What we really want from the plan is to reuse the hash table during
hash-right-semi-join rescans.  To achieve this, we just need to ensure
that it's a single-batch join and that there are no parameter changes
on the inner side.

I spent some time on this and came up with a simpler query to
reproduce the issue.

explain (costs off)
select * from tbl_rs t1 join
  lateral (select * from tbl_rs t2 where t2.a in
            (select t1.a+t3.a from tbl_rs t3) and t2.a < 5)
  on true;
                QUERY PLAN
-------------------------------------------
 Nested Loop
   ->  Seq Scan on tbl_rs t1
   ->  Hash Right Semi Join
         Hash Cond: ((t1.a + t3.a) = t2.a)
         ->  Seq Scan on tbl_rs t3
         ->  Hash
               ->  Seq Scan on tbl_rs t2
                     Filter: (a < 5)
(8 rows)

Without the fix, this query returns 3 rows rather than the expected 6.

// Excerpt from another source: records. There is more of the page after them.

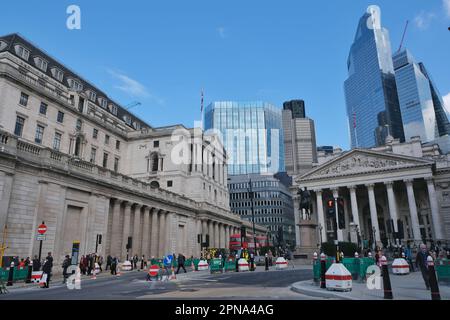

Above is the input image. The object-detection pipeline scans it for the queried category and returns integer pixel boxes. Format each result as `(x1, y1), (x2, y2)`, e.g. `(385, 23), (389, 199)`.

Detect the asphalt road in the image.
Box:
(0, 269), (314, 300)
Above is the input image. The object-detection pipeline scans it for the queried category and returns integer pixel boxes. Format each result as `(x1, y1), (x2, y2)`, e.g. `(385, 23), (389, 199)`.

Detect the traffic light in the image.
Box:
(337, 198), (345, 230)
(327, 199), (336, 217)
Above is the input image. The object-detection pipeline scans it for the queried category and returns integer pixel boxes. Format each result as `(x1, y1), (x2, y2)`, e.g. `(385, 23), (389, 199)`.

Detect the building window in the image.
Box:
(14, 116), (25, 137)
(89, 148), (97, 164)
(34, 57), (47, 72)
(88, 91), (97, 102)
(39, 102), (48, 116)
(16, 46), (30, 60)
(56, 111), (64, 123)
(53, 132), (62, 151)
(19, 92), (28, 107)
(103, 152), (108, 168)
(75, 119), (83, 131)
(34, 125), (44, 144)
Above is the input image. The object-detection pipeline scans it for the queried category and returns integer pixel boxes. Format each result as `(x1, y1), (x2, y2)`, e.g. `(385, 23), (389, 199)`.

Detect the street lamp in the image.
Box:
(248, 178), (256, 254)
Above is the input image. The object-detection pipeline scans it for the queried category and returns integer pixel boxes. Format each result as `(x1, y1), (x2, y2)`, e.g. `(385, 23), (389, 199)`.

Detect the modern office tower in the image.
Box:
(344, 6), (404, 148)
(393, 50), (449, 142)
(228, 173), (295, 246)
(205, 101), (284, 175)
(282, 100), (317, 176)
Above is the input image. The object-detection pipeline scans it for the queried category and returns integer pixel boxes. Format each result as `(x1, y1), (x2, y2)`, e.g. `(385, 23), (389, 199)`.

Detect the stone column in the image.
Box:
(158, 210), (166, 258)
(316, 190), (327, 242)
(121, 202), (132, 261)
(405, 180), (422, 242)
(130, 204), (142, 257)
(333, 189), (344, 241)
(141, 207), (150, 259)
(367, 184), (381, 245)
(150, 208), (159, 258)
(384, 181), (398, 236)
(109, 199), (123, 258)
(426, 177), (444, 240)
(292, 195), (302, 247)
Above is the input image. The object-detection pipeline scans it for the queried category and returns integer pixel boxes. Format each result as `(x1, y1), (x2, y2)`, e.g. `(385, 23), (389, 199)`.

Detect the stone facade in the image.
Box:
(294, 138), (450, 258)
(0, 35), (266, 263)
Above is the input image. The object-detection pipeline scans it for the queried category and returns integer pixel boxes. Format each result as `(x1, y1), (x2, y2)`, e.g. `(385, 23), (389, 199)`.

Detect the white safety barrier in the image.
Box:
(392, 258), (409, 275)
(275, 257), (287, 270)
(325, 263), (352, 291)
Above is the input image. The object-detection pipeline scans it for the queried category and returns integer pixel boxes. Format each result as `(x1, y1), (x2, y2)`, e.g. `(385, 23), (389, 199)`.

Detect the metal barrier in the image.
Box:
(434, 259), (450, 282)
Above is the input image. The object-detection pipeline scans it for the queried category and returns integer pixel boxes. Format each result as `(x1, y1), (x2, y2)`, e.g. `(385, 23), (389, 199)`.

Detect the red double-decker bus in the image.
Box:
(230, 233), (270, 251)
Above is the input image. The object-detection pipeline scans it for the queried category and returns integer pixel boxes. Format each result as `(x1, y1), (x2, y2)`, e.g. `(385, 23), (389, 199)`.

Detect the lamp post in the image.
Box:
(248, 178), (256, 254)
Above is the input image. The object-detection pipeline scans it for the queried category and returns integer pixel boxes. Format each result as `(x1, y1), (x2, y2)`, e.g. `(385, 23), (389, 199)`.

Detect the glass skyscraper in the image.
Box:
(344, 6), (404, 148)
(205, 101), (284, 175)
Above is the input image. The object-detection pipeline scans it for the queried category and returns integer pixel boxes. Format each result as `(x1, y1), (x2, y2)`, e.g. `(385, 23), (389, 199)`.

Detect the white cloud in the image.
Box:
(217, 27), (226, 39)
(414, 11), (436, 30)
(107, 69), (164, 104)
(442, 92), (450, 114)
(442, 0), (450, 17)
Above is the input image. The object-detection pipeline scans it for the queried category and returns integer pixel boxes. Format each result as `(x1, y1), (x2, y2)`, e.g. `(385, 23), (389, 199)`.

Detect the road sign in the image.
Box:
(149, 265), (159, 277)
(36, 234), (45, 241)
(38, 224), (47, 234)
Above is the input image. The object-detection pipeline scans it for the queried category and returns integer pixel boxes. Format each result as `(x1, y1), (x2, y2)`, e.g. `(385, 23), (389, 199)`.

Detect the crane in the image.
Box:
(124, 101), (142, 110)
(397, 20), (409, 53)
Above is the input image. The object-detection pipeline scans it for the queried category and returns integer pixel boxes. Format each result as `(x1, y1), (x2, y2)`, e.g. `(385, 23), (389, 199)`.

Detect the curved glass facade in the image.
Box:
(204, 101), (284, 175)
(344, 6), (404, 148)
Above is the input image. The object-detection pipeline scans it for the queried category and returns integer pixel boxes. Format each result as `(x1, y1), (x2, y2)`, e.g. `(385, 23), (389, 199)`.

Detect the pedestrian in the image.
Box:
(176, 253), (186, 274)
(42, 252), (53, 288)
(33, 256), (41, 271)
(111, 257), (118, 275)
(62, 255), (71, 283)
(105, 254), (112, 270)
(98, 256), (103, 272)
(416, 243), (430, 290)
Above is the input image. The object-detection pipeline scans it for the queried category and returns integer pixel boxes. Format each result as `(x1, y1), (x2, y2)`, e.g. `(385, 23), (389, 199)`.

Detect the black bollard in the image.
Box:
(320, 253), (327, 289)
(25, 262), (33, 283)
(6, 262), (14, 286)
(380, 256), (394, 300)
(427, 256), (441, 300)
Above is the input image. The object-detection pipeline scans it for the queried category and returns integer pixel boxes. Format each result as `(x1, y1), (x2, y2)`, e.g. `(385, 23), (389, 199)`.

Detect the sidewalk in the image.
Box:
(291, 272), (450, 300)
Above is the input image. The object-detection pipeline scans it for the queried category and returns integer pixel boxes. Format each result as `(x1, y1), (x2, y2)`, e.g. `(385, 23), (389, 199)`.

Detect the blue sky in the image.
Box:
(0, 0), (450, 148)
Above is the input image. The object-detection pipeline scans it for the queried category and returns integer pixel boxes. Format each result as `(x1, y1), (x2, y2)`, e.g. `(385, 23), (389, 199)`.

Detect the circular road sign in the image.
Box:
(38, 224), (47, 234)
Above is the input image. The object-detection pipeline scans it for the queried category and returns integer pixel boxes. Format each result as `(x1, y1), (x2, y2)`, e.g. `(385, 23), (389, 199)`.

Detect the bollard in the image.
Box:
(427, 256), (441, 300)
(320, 252), (326, 289)
(25, 261), (33, 283)
(380, 256), (394, 299)
(6, 262), (14, 286)
(264, 253), (269, 271)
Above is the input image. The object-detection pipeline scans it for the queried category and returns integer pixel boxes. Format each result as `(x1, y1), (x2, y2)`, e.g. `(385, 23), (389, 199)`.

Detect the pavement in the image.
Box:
(291, 272), (450, 300)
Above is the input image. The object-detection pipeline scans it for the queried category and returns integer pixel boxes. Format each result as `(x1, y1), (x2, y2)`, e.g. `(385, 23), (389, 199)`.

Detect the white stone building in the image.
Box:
(0, 34), (266, 263)
(294, 138), (450, 254)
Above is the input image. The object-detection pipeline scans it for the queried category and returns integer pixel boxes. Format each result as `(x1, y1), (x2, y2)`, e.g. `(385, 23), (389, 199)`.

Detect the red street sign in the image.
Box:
(149, 265), (159, 277)
(38, 224), (47, 234)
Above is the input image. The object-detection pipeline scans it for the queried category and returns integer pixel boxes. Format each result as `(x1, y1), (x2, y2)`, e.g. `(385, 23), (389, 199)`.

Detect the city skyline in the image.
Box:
(2, 0), (450, 149)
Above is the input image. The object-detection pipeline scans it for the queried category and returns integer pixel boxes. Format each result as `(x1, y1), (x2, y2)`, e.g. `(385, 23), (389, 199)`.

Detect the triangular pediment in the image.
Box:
(296, 149), (433, 181)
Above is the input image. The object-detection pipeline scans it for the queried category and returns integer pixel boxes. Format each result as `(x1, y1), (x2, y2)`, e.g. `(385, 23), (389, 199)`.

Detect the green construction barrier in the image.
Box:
(359, 257), (375, 281)
(434, 259), (450, 282)
(209, 258), (223, 273)
(342, 258), (360, 280)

Maybe I should update the test case introduced in 5668a857d to this
one.

Thanks
Richard



Re: Wrong results with right-semi-joins

From
Richard Guo
Date:
On Wed, Dec 11, 2024 at 11:27 AM Richard Guo <guofenglinux@gmail.com> wrote:
> I spent some time on this and came up with a simpler query to
> reproduce the issue.
>
> explain (costs off)
> select * from tbl_rs t1 join
>   lateral (select * from tbl_rs t2 where t2.a in
>             (select t1.a+t3.a from tbl_rs t3) and t2.a < 5)
>   on true;
>                 QUERY PLAN
> -------------------------------------------
>  Nested Loop
>    ->  Seq Scan on tbl_rs t1
>    ->  Hash Right Semi Join
>          Hash Cond: ((t1.a + t3.a) = t2.a)
>          ->  Seq Scan on tbl_rs t3
>          ->  Hash
>                ->  Seq Scan on tbl_rs t2
>                      Filter: (a < 5)
> (8 rows)
>
> Without the fix, this query returns 3 rows rather than the expected 6.
>
> Maybe I should update the test case introduced in 5668a857d to this
> one.

Done.

Thanks
Richard



Re: Wrong results with right-semi-joins

From
Melanie Plageman
Date:
On Wed, Dec 11, 2024 at 9:44 PM Richard Guo <guofenglinux@gmail.com> wrote:
>
> On Wed, Dec 11, 2024 at 11:27 AM Richard Guo <guofenglinux@gmail.com> wrote:
>
> > Maybe I should update the test case introduced in 5668a857d to this
> > one.
>
> Done.

Great, thanks. I think the new example is more clear.

- Melanie